With the tool pretty much ready to analyze bulk images, I signed up for two different DigitalOcean accounts and claimed $100 in credit for each. Later, I spun up two servers, set up the tool in each environment, and ran the tool using a large set of keywords/targets.

The keywords/images I aimed to scan were mainly related to technologies that handle or have a high probability of containing secrets, such as:

  • DevOps software (e.g. Kubernetes / K8s / Compose / Swarm / Rancher)
  • Cloud services (e.g. AWS / EC2 / CloudFront / SNS / AWS CLI / Lambda)
  • CI/CD software (e.g. Jenkins / CircleCI / Shippable)
  • Code repositories (e.g. GitLab / GitHub)
  • Servers (e.g. NGINX / Apache / HAProxy)

After a month of running the tool, I found myself with a total of 20 GB of zipped data ready to triage, for which I had to develop an extra set of tools to clean all of the data, applying and reutilizing the same criteria. Among the rules or considerations, the most important were:

  • Created a list of false-positive strings that were reported as AWS access keys
  • Deleted AWS strings containing the string “EXAMPLE”
  • Discarded all the potential passwords that were not alphanumeric and shorter than 10 chars
  • Discarded passwords containing the string “password”
  • Discarded test, dummy, or incorrect SSH private keys
  • Deleted duplicate keys /values for each image, to lessen the amount of manual checking

Results

After many weeks of data triage, I found a wide variety of secrets, such as 200+ AWS accounts (of which 64 were still alive and 14 of these were root), 1,500+ valid SSH keys, Azure keys, several databases, .npmrc tokens, Docker Hub accounts, PyPI repository keys, many SMTP servers, reCAPTCHA secrets, Twitter API keys, Jira keys, Slack keys, and a few others.

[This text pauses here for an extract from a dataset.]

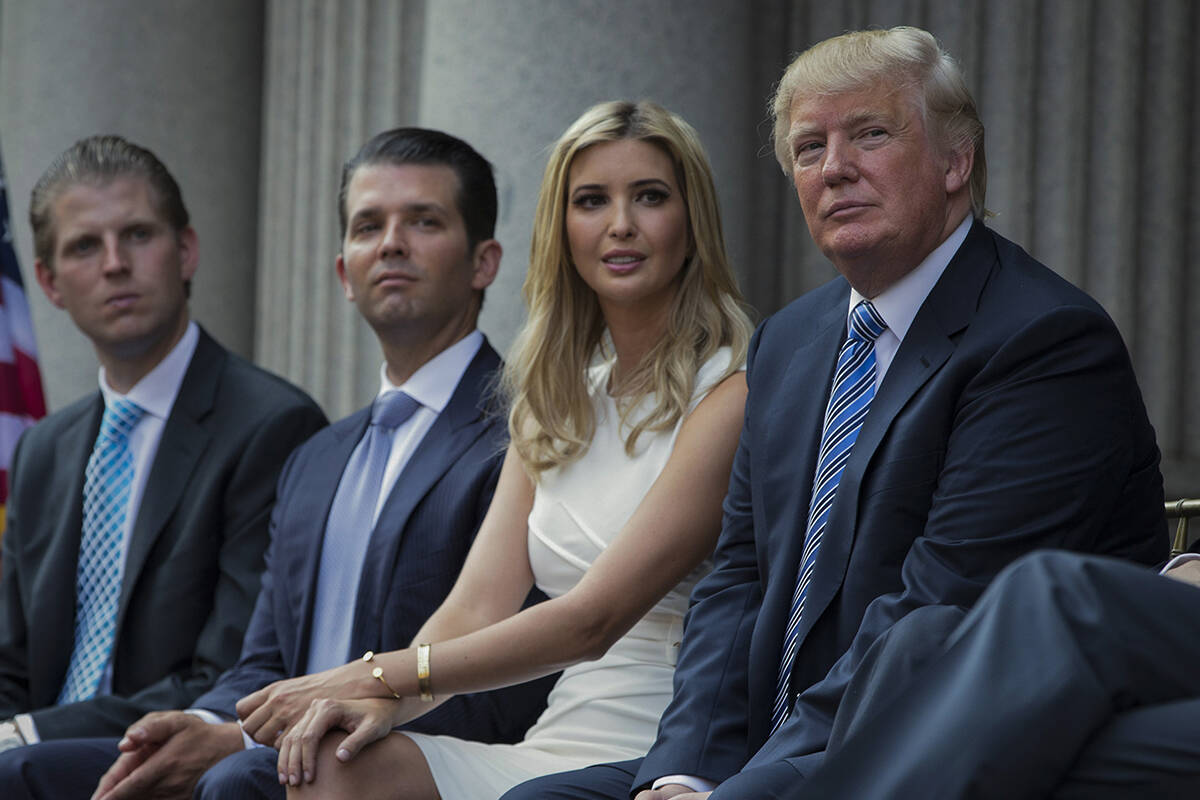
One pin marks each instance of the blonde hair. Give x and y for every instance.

Within the most notable findings was the whole infrastructure (SMTP servers, AWS keys, Twitter keys, Facebook keys, Twilio keys, etc.) of a US-based software company with approximately 300 employees. I reached out to the company, but, unfortunately, I did not hear back. Also, I identified an Argentinian software company focusing on healthcare that had a few proofs-of-concept with valid AWS credentials.

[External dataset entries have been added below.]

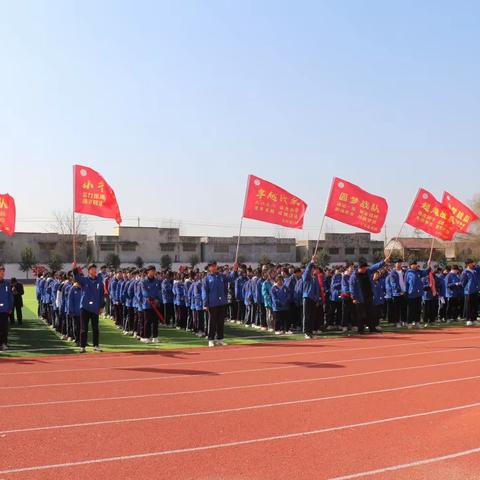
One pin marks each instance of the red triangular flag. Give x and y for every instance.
(349, 204)
(267, 202)
(93, 195)
(7, 214)
(464, 216)
(431, 216)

The most commonly overlooked files were ‘~/aws/credentials’, Python scripts with hardcoded credentials, the Linux bash_history, and a variety of .yml files.

So, what can I use the tool for?

If you are a bug bounty hunter or a pentester, you can use the tool with different keywords, such as the organization name, platform name, or developers’ names (or nicknames) involved in the program you are targeting. The impact of finding secrets can range from a data breach to the unauthorized use of resources (sending spam campaigns, Bitcoin mining, DDoS attack orchestration, etc.).

Security recommendations for Docker images creation

If you work in DevOps, development, or SysAdmin and currently use cloud infrastructure, these tips might come handy for Docker image creation:

  • Always try to use a fresh, clean Docker image.
  • Delete your SSH private key and SSH authorized keys:
    • sudo shred myPrivateSSHKey.pem authorized_keys
    • rm myPrivateSSHKey.pem authorized_keys
  • Delete ~.aws/credentials using the above method.
  • Clean bash history:
    • history -c
    • history -w
  • Don’t hardcode secrets in the code. Instead, use environment variables and inject them at the moment of container creation. Also, when possible, use mechanisms provided by container orchestrators to store/use secrets and don’t hardcode them in config files.
  • Perform a visual inspection of your home directory, and don’t forget hidden files and directories:
    • ls -la
  • If you are using a free version of Docker Hub, assume that everything within the image is public.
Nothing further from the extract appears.